What this all has to do with a “modernist impulse.” as stated in the title of the exhibition, is unclear. Could it be an implicit argument that Traylor and Edmondson be ushered into the company of, say, Constantin Brancusi and Elie Nadelman as equals among modernists? Lowery Stokes Sims, the executive director of the Studio Museum, intimated as much in writing about Edmondson’s work that “the distinctions between self-taught and mainstream artists [are]… specious.” If that’s the case, the argument could’ve been framed in a more up-front and provocative manner. If you’re going to strong-arm art into being an adjunct of politics, then for God’s sake, don’t be namby-pamby about it. Still and all, that plaint is easily ignored: Modernist impulse or not, this is a charmer of a show.

Bill Traylor, William Edmondson and the Modernist Impulse is at the Studio Museum in Harlem, 144 West 125th Street, until July 3.

Cardboard Construct

Maybe it’s the ad posted in the entryway for a two-bedroom rental in Beacon, New York-only $1,750.00 a month!-but I could swear that the two installations at Max Protetch are Tobias Putrih’s bid for inclusion at Dia: Beacon. Too bad: Mr. Putrih’s cardboard sculptures-effigies as muscular as the Elgin Marbles and as light as the proverbial feather-were among the few worthwhile things included in Greater New York 2005. They heralded an artist of sculptural promise. The new pieces at Protetch trade that promise for imposing decoration, the stock in trade of Dia: Beacon. A step forward this isn’t.

Utilizing some strange species of milky cloth, Mr. Putrih has created a pair of encompassing architectural enclosures, tent-like funnels of space held aloft by a cascading series of hooks and wires. They’re meticulously crafted-that’s always welcome-and the overall effect is impressive and elegant, if not as transformative of space or material as Mr. Putrih intends. Learning that each piece refers to the movie screens at Anthology Film Archives doesn’t help-I mean, who cares? If a work of art doesn’t do its own heavy lifting, no amount of theoretical baggage will make it stronger. Artifice as its own reward is a feeble thing.

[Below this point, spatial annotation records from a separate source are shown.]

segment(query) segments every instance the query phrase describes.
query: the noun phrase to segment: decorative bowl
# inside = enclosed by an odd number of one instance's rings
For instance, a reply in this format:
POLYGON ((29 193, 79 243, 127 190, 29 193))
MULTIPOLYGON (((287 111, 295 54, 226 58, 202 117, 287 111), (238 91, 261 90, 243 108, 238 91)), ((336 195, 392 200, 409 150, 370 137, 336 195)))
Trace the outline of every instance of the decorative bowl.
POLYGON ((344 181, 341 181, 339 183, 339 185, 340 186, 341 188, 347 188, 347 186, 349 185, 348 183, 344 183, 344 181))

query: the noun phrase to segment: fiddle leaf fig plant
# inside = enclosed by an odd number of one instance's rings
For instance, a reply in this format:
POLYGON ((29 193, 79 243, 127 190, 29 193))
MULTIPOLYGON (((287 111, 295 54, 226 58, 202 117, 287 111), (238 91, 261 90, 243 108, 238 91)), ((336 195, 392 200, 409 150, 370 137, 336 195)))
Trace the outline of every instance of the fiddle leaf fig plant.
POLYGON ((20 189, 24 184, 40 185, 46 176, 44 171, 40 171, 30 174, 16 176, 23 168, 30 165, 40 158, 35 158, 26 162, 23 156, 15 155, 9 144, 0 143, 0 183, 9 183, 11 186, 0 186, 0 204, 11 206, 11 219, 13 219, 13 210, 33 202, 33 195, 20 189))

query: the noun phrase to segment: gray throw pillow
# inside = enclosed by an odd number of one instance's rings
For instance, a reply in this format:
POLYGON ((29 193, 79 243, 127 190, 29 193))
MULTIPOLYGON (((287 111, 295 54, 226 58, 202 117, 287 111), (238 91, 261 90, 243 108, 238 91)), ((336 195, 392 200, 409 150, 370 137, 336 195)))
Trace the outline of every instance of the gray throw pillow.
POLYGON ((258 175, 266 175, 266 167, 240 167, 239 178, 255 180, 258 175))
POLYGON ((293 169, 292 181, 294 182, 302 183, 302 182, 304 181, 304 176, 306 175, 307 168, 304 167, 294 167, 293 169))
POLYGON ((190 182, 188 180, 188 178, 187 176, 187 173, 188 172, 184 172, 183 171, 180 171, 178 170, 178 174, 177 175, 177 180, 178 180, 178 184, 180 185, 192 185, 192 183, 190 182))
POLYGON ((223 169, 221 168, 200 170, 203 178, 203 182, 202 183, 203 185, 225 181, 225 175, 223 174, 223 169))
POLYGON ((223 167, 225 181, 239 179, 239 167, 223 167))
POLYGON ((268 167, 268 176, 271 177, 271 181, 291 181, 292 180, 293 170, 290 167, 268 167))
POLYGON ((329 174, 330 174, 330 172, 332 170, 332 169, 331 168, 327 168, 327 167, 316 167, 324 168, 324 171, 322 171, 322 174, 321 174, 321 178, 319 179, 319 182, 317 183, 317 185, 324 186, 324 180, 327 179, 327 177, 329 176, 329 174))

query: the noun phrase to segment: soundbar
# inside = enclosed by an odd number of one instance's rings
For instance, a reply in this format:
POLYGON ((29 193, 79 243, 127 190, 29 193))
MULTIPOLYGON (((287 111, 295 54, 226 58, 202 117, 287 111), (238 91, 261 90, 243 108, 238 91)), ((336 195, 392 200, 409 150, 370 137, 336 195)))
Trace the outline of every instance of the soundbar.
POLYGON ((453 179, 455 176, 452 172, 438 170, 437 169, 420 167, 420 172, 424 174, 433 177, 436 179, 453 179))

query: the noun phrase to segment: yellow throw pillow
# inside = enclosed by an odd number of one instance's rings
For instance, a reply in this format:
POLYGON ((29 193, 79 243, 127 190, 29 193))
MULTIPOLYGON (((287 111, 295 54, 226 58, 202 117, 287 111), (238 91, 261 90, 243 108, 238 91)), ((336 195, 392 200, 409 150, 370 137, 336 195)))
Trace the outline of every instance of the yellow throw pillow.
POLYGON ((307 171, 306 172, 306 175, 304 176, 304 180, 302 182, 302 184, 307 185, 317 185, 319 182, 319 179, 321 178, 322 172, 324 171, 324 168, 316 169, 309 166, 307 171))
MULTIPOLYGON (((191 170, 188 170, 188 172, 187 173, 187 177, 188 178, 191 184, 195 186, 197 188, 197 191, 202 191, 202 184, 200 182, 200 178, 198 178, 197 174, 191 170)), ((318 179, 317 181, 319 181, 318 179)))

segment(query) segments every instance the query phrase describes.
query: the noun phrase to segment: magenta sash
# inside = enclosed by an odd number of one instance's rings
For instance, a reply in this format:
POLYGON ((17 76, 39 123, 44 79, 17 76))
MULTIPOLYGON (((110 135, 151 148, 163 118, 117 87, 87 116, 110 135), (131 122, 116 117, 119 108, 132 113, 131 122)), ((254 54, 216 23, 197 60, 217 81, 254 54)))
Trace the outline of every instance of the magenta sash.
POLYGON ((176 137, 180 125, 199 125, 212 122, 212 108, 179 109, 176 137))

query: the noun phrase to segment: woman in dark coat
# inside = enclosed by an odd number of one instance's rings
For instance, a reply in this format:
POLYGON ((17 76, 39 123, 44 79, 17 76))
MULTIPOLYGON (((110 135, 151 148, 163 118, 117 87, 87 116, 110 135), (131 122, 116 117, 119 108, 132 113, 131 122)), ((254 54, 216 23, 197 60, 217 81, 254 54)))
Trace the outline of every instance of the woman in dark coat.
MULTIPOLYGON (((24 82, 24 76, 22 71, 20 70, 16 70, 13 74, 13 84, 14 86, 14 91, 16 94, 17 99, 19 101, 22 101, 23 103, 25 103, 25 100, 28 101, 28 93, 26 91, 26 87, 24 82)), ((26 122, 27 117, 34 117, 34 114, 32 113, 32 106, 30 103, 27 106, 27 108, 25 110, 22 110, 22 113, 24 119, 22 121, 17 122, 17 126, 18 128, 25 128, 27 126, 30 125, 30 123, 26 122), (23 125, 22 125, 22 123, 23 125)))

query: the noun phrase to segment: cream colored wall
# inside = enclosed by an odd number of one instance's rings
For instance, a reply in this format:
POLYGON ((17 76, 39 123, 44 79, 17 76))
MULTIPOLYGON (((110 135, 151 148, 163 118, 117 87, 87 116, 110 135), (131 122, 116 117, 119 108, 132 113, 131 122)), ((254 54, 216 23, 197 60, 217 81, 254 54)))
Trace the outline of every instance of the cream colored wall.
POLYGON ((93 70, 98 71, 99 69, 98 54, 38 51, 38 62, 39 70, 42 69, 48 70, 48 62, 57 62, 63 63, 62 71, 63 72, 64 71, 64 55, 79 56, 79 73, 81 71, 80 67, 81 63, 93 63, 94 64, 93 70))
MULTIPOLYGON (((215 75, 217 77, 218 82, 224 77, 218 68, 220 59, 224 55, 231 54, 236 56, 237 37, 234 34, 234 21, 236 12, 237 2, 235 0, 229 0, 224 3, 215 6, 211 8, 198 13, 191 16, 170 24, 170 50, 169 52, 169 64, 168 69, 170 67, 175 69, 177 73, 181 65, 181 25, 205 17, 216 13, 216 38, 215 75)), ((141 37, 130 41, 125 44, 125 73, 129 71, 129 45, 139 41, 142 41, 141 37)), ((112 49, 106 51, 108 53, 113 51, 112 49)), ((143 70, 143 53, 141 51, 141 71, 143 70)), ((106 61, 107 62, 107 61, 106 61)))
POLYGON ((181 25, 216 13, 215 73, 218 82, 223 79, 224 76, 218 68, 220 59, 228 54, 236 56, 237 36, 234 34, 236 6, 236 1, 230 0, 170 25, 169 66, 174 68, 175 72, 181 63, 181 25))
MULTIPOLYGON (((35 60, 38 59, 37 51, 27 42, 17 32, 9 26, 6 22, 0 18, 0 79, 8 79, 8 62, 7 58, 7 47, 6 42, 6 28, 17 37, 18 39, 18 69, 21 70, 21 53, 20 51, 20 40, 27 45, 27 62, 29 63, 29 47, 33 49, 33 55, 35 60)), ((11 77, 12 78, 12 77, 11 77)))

Not only has Mr. Putrih forsaken sculpture: He’s taken up multimedia. Quasi-Random Construction (2004) is a sound-and-video piece wherein a steady female voice coos into our ear about bending structures and “the suicide of love,” among much else. Without this sop to our technological age, I would never have figured Mr. Putrih for both a sloppy romantic and a pretentious bore; now I can barely figure him for anything else. Someone tell him that cardboard is where it’s at and Dia: Beacon is where it isn’t before he stumbles any further.

Tobias Putrih is at the Max Protetch Gallery, 511 West 22nd Street, until June 18.